Quedan muchísimos yacimientos arqueológicos por excavar en el provincia y, seguramente, muchos sitios por descubrir. Para algunos periodos históricos estamos todavía disfrutando de los éxitos de la Arqueología de comienzos del siglo XX. Por ejemplo, el trabajo que hizo el marqués de Cerralbo, que excavó muchos yacimientos celtibéricos. En los últimos 20 años, en la zona molinesa se han excavado algunos castros y necrópolis que son para quitarse el sombrero y yacimientos de referencia como puede ser El Ceremeño o la necrópolis de La Yunta. Son lugares que se han convertido en referentes en la bibliografía. Toda la zona de Tamajón o enclaves del Valle del Jarama también son muy destacados en Prehistoria. Es decir, la provincia tiene todavía muchas posibilidades arqueológicas, tiene un potencial arqueológico extraordinario y lo importante es que, en estos momentos, haya muchos equipos trabajando, al menos unos 20.

¿Cree que la administración apoya lo suficiente?

La Arqueología lo que necesita son respuestas de la administración cuando se producen hallazgos. No se trata de decir «hacemos más o hacemos menos». Lo que hace falta es que la administración esté detrás cuando se produce el hallazgo y eso, hasta donde yo sé, sí se está produciendo. Lo más importante no es sólo apoyar la actividad sino garantizar después la protección. 

¿Hay una buena cantera de historiadores y arqueólogos?
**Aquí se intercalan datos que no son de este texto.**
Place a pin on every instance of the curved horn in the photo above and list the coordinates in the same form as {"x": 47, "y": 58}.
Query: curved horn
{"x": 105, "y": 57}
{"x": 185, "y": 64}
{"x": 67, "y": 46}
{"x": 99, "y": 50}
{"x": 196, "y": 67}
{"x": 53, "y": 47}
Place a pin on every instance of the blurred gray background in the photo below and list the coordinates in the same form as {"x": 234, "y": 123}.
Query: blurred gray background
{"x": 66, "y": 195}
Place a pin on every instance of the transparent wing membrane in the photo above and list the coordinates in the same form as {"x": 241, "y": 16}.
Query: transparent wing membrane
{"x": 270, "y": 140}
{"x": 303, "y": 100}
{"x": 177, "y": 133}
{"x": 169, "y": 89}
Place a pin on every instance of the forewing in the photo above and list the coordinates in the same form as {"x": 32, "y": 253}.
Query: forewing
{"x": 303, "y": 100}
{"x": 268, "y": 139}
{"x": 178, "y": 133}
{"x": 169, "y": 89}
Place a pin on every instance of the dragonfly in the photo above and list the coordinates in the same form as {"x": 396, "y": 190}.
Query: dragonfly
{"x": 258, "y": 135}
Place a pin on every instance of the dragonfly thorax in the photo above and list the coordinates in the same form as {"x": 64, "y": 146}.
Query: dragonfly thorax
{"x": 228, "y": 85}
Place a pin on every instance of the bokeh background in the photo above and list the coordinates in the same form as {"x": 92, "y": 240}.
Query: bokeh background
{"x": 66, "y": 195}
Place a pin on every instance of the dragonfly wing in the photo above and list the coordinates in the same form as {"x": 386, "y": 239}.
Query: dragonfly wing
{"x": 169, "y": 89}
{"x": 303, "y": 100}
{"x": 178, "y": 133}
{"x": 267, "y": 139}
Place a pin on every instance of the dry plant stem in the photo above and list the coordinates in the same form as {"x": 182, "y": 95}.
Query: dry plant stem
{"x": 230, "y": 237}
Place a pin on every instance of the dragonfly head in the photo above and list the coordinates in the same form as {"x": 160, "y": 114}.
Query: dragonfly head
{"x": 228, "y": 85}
Hoy en día, la Arqueología y el estudio de la Antigüedad está plenamente asentado en las universidades y ya no es raro encontrar personas en diferentes localidades de la provincia que han estudiado Historia, que tienen una formación o que incluso escriben en un blog. Hay mucha gente involucrada en el conocimiento y en la defensa del patrimonio de sus respectivas localidades, que es lo más importante. Hace años, podía darse la circunstancia de que un yacimiento arqueológico se descubriera y que, por abandono, no tuviésemos noticias de él durante mucho tiempo. En la actualidad, eso es impensable. La Arqueología hoy es una disciplina que va asociada a una formación técnica muy buena, de tal manera que hay mucha gente que está en condiciones de hacer una defensa extraordinaria de la Arqueología, seguramente con más conocimientos y medios de los que tuvimos nosotros hace 40 años.

¿En qué investigaciones se encuentra trabajando?

En la provincia de Guadalajara no tengo ningún tema entre manos , lo que no quiere decir que no haya interés y que no vuelva a escribir en cualquier momento. Ahora estoy desarrollando un catálogo de Epigrafía Romana por diferentes zonas de la Península Ibérica.